El lehendakari insistió en su último discurso ante el Parlamento vasco, vilipendiado y ajusticiado hasta por el "demócrata" Zapatero, y respondió, como un auténtico líder vasco, a todas las críticas, descalificaciones y criminalizaciones llegadas desde el micromundo español.
Ese mundillo español, insultante, cutre y fascistoide -dice José-, al que ya le importa un bledo, sea de izquierdas o de derechas, guardar las formas democráticas. Un mundillo que empieza a parecerse a Corea del Norte o que nos amenaza con ser Birmania, primero por la fuerza de la justicia, que en España todos sabemos cómo funciona, y luego si es preciso, por la fuerza de las armas.

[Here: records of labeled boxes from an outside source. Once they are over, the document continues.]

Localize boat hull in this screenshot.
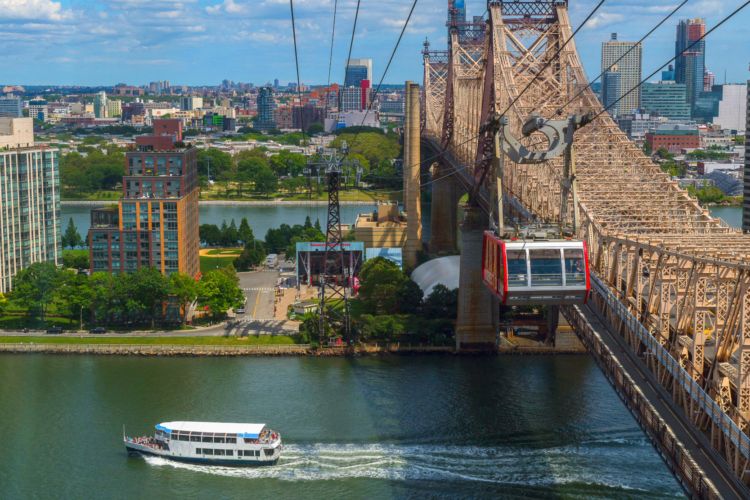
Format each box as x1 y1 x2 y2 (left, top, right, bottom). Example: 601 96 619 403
125 444 279 467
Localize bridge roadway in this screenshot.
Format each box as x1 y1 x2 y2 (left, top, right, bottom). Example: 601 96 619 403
422 136 750 498
568 304 750 499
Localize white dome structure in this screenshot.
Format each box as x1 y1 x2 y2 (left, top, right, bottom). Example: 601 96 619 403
411 255 461 297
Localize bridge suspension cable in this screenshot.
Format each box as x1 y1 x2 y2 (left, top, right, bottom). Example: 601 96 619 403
557 0 689 115
591 0 750 122
500 0 606 116
354 0 419 127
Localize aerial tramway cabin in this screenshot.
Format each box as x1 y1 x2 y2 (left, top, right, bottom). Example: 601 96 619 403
482 231 591 306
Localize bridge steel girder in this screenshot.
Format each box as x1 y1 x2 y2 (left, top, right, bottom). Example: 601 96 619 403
424 1 750 483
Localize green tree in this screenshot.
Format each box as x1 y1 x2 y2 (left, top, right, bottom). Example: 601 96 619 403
63 250 89 270
237 217 255 245
129 267 169 328
11 262 60 321
198 224 221 247
62 217 83 248
423 284 458 319
359 257 409 314
198 267 245 318
55 271 94 330
255 167 279 198
169 273 199 325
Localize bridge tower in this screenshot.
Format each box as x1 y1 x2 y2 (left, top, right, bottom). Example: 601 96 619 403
404 82 422 269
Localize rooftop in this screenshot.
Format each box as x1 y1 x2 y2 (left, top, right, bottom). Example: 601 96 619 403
156 422 266 439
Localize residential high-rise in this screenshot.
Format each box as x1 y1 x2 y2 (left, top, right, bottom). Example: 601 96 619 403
344 59 372 88
0 118 62 293
180 96 203 111
339 87 362 112
29 99 48 122
0 97 23 118
107 99 122 118
88 120 200 277
641 81 690 120
602 69 622 116
661 64 674 82
742 80 750 233
675 18 706 111
713 84 747 133
94 90 108 118
602 33 642 114
253 87 276 130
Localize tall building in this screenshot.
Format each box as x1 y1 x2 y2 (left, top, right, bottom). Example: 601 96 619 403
107 99 122 118
253 87 276 130
29 99 49 122
602 33 642 115
339 87 362 112
0 97 23 118
180 96 203 111
675 18 706 111
0 118 62 293
602 70 622 116
344 59 372 88
713 84 747 133
742 80 750 233
661 64 674 82
94 90 108 118
88 120 200 277
641 81 690 120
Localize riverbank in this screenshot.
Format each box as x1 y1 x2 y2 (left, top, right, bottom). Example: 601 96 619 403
60 200 384 207
0 336 583 357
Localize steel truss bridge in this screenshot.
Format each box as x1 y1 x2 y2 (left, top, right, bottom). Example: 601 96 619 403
421 0 750 497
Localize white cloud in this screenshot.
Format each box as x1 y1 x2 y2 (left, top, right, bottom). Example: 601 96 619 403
586 12 625 29
0 0 72 21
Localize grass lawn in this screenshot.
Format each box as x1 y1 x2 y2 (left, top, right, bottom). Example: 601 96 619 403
200 255 237 274
0 334 297 346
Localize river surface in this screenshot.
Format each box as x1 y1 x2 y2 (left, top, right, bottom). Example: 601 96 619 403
0 355 682 499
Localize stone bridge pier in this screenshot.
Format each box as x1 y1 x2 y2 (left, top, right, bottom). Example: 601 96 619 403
429 163 464 255
458 202 500 350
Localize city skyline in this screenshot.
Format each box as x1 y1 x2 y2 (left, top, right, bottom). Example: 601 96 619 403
0 0 750 86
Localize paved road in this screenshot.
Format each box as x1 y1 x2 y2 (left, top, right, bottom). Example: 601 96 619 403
237 270 279 320
580 306 750 498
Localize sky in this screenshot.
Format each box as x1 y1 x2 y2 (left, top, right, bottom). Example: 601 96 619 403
0 0 750 85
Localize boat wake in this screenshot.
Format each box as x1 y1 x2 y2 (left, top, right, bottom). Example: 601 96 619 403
145 440 680 493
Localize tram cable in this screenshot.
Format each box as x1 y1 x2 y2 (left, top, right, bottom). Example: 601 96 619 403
326 0 339 117
557 0 689 115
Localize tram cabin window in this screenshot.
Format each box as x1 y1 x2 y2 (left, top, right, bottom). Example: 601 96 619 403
507 250 528 286
529 249 562 286
564 248 586 286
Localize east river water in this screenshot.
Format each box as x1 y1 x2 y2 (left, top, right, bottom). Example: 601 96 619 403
0 355 682 499
17 202 740 499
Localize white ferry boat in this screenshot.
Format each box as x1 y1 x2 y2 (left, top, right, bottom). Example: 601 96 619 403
122 422 282 465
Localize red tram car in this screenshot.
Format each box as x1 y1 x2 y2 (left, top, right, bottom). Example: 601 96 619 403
482 231 591 305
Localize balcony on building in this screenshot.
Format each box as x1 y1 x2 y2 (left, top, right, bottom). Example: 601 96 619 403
91 206 120 229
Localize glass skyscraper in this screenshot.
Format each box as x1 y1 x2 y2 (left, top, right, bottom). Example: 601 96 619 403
344 59 372 88
0 118 62 293
675 18 706 108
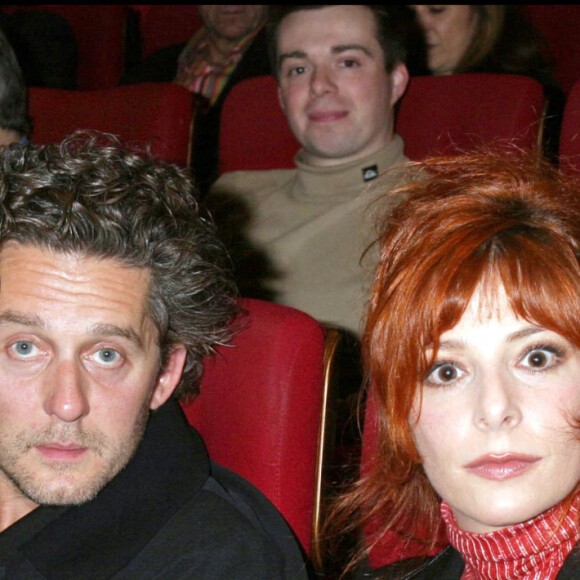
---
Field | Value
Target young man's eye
[93,348,121,365]
[10,340,39,358]
[286,66,306,77]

Ibarretxe, liberado de ese "michelín" que ha sido durante cuatro años Josu Jon Imaz -dice José-, se ha convertido en la referencia nacionalista. Ahora, de nuevo, después de sus discursos en el Parlamento y en el Alderdi Eguna, tiene capacidad de reacción y de liderazgo. Es un referente inigualable y hasta, hoy por hoy, le ha dejado sin discurso a la izquierda abertzale, tan huérfana la pobre.
Estuvimos en Foronda aplaudiendo a rabiar a Ibarretxe. "Aquí se respira de nuevo historia -dijo Matías al final de su discurso-. También aguantamos la plática demagógica, victimista y vengativa de Josu Jon Imaz, un discurso plagado de transversalismo, odio y frustración. Una arenga hecha desde la derrota, el fracaso y la impotencia. Un discurso inútil, con un ataque frontal al que fuera su maestro, Xabier Arzalluz".
¿Y os habéis fijado en las caras de Urkullu?, pregunto. "Pero, ¿estaba Urkullu?", responde José.